それを確認すると、紫の瞳の青年は「時間切れか」とつぶやく。そして、そのローブの下から、先端に紫の宝石がついた小ぶりの杖を取り出した。杖の先には金色の懐中時計がくくりつけられてていて、ぐにゃりと曲がっている奇妙な針が、ぐるぐるとあり得ない速さで回転している。
彼がそれを軽く振ると、ガシャン、という小さな音がして、そしてこの部屋にいたもう一人__壁にもたれて気絶していた青年の拘束が解かれた。次いで、その身体が薄い紫色のシャボン玉のようなものに包まれて、不思議なことにふわりと浮きあがった。見たことのない現象に目を白黒させていると、彼は「おい」と言って私に手を差し出してきた。
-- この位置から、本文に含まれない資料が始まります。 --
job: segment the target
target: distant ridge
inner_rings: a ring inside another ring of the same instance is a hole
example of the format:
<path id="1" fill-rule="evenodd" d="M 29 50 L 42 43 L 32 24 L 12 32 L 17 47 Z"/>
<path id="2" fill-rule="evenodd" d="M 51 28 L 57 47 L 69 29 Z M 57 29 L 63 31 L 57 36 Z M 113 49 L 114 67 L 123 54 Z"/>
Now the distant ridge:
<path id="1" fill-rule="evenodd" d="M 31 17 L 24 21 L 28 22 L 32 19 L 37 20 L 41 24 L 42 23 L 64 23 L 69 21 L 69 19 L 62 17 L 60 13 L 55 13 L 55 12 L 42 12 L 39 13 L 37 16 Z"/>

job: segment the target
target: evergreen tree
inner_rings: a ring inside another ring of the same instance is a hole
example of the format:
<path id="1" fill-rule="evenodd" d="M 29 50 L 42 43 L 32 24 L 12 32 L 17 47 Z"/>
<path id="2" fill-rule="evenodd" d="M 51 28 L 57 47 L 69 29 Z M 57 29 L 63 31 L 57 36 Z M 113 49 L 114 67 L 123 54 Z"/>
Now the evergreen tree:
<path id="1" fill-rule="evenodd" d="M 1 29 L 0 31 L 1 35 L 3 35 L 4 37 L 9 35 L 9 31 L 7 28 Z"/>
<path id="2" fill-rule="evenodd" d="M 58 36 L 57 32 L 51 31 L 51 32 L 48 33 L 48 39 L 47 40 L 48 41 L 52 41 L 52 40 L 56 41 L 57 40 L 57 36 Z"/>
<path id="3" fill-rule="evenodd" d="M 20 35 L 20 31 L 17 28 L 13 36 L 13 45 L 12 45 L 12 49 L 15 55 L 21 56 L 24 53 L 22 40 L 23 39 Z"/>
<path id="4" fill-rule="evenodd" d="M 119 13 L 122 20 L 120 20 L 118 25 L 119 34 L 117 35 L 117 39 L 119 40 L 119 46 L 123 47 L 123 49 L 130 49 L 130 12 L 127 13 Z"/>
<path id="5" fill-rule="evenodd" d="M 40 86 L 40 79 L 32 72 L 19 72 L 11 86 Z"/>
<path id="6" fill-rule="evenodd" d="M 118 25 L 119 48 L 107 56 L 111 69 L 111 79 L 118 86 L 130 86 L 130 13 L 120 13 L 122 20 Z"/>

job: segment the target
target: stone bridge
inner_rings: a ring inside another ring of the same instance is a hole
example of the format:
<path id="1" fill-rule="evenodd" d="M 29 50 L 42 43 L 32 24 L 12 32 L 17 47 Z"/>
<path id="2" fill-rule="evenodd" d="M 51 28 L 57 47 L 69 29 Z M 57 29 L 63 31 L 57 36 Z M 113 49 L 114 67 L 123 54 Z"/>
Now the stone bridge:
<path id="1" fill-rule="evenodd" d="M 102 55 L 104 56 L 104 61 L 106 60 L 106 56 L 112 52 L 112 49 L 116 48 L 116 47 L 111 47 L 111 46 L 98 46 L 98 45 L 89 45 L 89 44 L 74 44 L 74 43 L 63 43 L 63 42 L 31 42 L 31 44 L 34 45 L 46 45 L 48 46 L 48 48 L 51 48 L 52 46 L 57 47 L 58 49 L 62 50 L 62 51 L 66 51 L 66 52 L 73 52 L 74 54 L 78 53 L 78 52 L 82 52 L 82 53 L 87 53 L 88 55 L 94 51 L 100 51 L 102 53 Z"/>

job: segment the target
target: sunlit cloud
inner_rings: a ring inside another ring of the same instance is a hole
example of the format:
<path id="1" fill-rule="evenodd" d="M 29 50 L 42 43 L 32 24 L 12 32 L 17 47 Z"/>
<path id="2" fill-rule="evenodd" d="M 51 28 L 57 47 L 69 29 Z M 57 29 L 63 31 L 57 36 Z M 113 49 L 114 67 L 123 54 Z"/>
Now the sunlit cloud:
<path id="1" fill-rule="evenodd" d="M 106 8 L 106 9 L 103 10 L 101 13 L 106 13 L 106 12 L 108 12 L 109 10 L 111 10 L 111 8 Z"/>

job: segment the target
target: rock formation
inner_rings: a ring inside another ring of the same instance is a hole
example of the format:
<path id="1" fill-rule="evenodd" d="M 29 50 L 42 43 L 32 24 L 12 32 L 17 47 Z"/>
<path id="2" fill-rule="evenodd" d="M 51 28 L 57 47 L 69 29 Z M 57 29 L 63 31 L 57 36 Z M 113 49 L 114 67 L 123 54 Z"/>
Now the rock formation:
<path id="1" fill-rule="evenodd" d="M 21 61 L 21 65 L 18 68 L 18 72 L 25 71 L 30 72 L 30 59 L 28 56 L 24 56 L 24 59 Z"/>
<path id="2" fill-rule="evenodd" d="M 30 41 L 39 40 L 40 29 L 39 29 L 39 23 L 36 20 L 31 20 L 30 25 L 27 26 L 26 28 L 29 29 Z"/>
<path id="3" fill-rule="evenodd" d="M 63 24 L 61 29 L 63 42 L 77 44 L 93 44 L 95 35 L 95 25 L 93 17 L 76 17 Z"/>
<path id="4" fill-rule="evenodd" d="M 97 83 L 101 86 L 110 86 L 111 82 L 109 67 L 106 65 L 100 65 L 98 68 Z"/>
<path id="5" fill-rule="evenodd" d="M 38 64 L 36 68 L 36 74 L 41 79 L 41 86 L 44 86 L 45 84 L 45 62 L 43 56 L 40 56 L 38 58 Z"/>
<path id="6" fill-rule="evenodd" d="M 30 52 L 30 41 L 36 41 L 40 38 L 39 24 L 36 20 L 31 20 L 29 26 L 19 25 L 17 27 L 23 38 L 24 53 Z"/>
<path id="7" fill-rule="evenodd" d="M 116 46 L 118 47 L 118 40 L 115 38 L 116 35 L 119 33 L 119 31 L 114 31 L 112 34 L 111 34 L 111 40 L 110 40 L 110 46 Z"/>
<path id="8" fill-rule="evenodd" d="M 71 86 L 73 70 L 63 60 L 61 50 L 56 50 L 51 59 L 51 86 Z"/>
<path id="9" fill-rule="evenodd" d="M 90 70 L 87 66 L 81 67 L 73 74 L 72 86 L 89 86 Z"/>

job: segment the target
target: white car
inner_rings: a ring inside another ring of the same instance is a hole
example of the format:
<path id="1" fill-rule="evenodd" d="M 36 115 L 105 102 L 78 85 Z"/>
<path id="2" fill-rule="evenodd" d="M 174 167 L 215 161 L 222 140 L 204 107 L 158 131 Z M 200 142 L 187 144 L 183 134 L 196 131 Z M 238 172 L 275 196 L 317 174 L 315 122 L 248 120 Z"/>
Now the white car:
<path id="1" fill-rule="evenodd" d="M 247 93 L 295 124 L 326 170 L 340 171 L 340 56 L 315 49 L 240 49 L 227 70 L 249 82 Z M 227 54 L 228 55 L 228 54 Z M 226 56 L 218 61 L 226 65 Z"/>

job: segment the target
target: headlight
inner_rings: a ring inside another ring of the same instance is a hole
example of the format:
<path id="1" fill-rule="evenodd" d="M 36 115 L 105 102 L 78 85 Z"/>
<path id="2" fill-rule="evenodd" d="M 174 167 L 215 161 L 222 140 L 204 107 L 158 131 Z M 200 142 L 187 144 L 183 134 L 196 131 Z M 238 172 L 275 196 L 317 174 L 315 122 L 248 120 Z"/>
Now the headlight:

「お前にいくつか聞きたいことがある。一緒に来てくれ」
「え? い、いやあの、でも__」
牢屋から今までの出来事のトラウマで、果たしてここで着いていって良いものかと私が逡巡し、返事を探す__その前に、ぱしりと手を掴まれて、気づいた時には紫色の光を放つ輪の中にいた。あ、まって、これ、まさか、
「ポータルレポート」という聞き覚えのありすぎる、おそらくは呪文のようなものと共に、再び私の身体は回転し、ぐるぐると目が回り、脳みそがシェイクされ、悲鳴を上げる気力すらなくなって、やがて回転が緩やかに収まって、「着いた」という無愛想な声が聞こえて、
気づいたときには、私はまた全く知らない場所に飛ばされていたのである。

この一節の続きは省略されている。